Augsburger Allgemeine (Land Nord)
Aus der eigenen Wohnung ausgesperrt – was nun?
In welchen Fällen Betroffene bei einer Türöffnung die Feuerwehr rufen können und woran sie einen seriösen Schlüsseldienst erkennen. Experten warnen: Missbrauch kann teuer werden
Ein Augsburger war vor Kurzem zu einer Geldbuße von 6000 Euro verurteilt worden, weil er sich aus seiner Wohnung ausgesperrt hatte und statt des Schlüsseldienstes die Polizei rief. Der 31-Jährige hatte behauptet, dass er etwas auf seinem Herd stehen habe, was nicht stimmte. Um die Gebühren für den Schlüsseldienst kam er zwar herum, die Strafe aber war am Ende wesentlich höher. Wann darf man eigentlich die Polizei rufen, wenn man ohne Schlüssel vor der Türe steht, und welche Verhaltensweise ist wann richtig?

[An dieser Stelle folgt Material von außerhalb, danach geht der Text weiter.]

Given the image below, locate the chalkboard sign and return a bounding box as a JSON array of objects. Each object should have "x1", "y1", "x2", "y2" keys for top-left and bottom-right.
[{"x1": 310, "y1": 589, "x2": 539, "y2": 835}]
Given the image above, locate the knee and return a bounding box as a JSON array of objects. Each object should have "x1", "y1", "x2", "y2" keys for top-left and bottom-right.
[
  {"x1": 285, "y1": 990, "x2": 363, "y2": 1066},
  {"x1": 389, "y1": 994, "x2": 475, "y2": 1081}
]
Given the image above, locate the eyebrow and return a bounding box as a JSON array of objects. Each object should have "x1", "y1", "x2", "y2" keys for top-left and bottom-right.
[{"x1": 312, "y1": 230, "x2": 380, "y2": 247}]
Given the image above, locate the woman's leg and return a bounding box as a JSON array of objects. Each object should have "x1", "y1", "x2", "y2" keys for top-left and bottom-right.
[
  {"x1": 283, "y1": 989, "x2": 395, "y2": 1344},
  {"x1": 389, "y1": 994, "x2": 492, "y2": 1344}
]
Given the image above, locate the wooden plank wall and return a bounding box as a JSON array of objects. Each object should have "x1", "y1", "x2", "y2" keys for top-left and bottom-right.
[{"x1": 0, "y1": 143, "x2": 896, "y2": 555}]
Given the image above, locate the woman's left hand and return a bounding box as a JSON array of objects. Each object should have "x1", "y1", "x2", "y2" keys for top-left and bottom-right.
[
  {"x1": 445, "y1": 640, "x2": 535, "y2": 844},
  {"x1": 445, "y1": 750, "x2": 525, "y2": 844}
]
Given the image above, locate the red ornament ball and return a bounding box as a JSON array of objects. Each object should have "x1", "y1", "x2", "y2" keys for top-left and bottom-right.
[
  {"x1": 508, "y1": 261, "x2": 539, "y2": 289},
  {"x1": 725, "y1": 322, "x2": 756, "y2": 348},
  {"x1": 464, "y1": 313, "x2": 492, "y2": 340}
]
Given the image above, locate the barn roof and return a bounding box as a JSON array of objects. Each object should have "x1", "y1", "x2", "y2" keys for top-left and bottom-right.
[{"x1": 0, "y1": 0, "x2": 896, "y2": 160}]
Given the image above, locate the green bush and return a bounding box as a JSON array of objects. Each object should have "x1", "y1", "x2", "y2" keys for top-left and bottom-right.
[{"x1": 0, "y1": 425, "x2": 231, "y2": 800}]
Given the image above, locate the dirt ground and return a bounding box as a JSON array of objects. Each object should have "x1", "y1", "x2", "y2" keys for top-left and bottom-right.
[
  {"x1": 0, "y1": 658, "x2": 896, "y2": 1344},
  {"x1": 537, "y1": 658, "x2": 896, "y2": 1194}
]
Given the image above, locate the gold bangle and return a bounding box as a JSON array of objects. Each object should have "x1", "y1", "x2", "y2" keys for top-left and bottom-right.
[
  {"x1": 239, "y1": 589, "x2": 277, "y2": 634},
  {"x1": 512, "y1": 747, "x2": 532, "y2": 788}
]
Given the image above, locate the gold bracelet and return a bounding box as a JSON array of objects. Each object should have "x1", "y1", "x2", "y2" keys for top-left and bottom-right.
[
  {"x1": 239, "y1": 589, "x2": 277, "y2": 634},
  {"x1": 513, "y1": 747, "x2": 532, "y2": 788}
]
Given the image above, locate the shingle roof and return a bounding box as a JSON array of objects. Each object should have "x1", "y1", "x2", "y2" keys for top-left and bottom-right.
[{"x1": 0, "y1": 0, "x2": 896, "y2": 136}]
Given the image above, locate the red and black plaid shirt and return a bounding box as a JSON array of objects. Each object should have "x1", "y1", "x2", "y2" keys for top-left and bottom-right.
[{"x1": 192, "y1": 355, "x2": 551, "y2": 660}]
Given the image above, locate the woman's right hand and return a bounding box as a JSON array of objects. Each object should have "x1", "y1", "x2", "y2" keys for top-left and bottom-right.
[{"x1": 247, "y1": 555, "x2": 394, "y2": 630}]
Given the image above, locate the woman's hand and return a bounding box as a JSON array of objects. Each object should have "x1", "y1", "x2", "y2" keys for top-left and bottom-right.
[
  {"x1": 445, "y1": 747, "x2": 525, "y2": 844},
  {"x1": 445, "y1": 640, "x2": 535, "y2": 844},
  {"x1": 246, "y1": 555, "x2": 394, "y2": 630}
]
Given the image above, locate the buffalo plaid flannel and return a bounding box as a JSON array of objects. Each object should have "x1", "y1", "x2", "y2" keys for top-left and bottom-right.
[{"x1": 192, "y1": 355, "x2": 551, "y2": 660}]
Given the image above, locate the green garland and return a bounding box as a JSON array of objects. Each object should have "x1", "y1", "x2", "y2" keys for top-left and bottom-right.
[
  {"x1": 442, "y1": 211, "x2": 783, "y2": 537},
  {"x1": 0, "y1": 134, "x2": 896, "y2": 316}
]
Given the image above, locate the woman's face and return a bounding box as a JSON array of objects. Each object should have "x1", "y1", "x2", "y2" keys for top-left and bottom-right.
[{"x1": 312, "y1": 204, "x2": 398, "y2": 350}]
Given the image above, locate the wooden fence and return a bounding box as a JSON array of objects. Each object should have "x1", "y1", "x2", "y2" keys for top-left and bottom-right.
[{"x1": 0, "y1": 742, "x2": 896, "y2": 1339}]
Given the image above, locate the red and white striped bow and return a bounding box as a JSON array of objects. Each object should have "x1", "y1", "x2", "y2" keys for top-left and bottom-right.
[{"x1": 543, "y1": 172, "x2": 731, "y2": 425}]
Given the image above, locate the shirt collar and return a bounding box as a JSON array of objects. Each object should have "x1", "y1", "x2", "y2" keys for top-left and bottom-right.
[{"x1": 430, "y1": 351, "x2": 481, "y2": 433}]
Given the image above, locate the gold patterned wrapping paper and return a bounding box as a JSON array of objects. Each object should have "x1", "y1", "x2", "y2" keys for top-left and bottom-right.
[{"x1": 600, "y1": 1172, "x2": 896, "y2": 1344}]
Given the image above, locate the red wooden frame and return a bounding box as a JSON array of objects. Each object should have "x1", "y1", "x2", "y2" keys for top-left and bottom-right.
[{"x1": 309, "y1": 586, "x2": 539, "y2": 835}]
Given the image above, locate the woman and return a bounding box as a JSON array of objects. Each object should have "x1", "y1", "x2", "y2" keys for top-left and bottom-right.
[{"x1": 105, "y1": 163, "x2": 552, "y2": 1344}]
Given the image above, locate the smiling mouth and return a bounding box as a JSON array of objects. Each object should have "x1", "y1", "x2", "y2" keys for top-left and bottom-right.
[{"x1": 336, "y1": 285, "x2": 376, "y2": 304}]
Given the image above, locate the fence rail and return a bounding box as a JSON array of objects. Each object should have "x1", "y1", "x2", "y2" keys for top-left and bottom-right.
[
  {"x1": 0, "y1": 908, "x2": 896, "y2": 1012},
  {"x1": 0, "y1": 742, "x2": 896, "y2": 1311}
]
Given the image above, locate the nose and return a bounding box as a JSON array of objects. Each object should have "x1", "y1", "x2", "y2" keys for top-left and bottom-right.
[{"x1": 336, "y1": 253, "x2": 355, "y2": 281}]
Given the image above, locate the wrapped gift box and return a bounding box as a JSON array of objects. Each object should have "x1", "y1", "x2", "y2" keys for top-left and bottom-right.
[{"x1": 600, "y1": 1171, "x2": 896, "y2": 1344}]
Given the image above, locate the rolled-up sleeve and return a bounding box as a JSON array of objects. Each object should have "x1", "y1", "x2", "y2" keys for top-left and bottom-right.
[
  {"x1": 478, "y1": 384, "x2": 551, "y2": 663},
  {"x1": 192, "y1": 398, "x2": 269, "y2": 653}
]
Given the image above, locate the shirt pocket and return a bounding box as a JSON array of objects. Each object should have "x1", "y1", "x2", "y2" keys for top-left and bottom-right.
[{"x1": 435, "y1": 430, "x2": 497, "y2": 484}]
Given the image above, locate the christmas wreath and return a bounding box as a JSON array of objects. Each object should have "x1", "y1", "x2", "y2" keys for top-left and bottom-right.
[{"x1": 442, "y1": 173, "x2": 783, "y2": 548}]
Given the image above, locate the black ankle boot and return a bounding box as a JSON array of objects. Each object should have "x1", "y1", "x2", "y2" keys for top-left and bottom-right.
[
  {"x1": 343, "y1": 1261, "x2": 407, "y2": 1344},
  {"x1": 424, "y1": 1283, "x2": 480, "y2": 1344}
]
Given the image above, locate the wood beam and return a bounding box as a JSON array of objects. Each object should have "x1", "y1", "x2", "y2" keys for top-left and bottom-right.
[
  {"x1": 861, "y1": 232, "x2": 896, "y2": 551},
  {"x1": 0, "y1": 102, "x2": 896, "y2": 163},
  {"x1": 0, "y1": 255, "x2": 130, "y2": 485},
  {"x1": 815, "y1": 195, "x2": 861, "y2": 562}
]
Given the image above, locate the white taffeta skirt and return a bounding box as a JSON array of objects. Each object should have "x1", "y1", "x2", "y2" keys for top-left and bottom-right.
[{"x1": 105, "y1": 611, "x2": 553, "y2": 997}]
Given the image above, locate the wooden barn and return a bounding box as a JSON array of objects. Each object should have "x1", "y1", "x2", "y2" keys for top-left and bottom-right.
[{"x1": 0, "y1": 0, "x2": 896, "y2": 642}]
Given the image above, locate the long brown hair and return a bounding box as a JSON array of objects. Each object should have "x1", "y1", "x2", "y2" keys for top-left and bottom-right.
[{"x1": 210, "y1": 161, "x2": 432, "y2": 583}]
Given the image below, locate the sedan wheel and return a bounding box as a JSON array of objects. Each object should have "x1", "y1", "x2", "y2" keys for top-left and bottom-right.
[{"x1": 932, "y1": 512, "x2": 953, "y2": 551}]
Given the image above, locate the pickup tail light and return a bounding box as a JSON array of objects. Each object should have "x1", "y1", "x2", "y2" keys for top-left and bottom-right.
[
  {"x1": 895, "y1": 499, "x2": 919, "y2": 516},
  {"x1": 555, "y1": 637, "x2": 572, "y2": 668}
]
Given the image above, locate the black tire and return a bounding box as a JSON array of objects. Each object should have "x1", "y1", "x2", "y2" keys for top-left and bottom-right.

Feuerwehr und die Verbraucherzentrale geben Tipps.
Brandinspektor Anselm Brieger erklärt, dass die Feuerwehr immer dann gerufen werden kann, wenn akute Gefahr für Leib, Leben oder Sachwerte bestehe. Dies sei zum Beispiel dann der Fall, wenn die Haustür zufällt, während Essen auf dem Herd kocht oder das Bügeleisen noch angesteckt ist. Aber auch wenn ein Kleinkind aus Versehen seine Eltern auf dem Balkon aussperrt oder ein Kind alleine in der Wohnung ist, kann die Feuerwehr gerufen werden. „Die häufigsten Fälle, zu denen wir gerufen werden, sind jedoch gestürzte oder vermisste Personen in der Wohnung, die selbst nicht mehr öffnen können“, sagt Brieger. Es komme durchaus vor, dass solch eine Notsituation vorgetäuscht wird, jedoch werde die Angabe im Beisein von Zeugen nach der Türöffnung sofort kontrolliert, so Brieger. „Das heißt: Bei einem angeblich eingeschalteten Herd ist unser erster Weg der in die Küche“, erklärt der Brandinspektor. Ein Missbrauch könne teuer werden, wie der Fall des 31-jährigen Mannes zeige.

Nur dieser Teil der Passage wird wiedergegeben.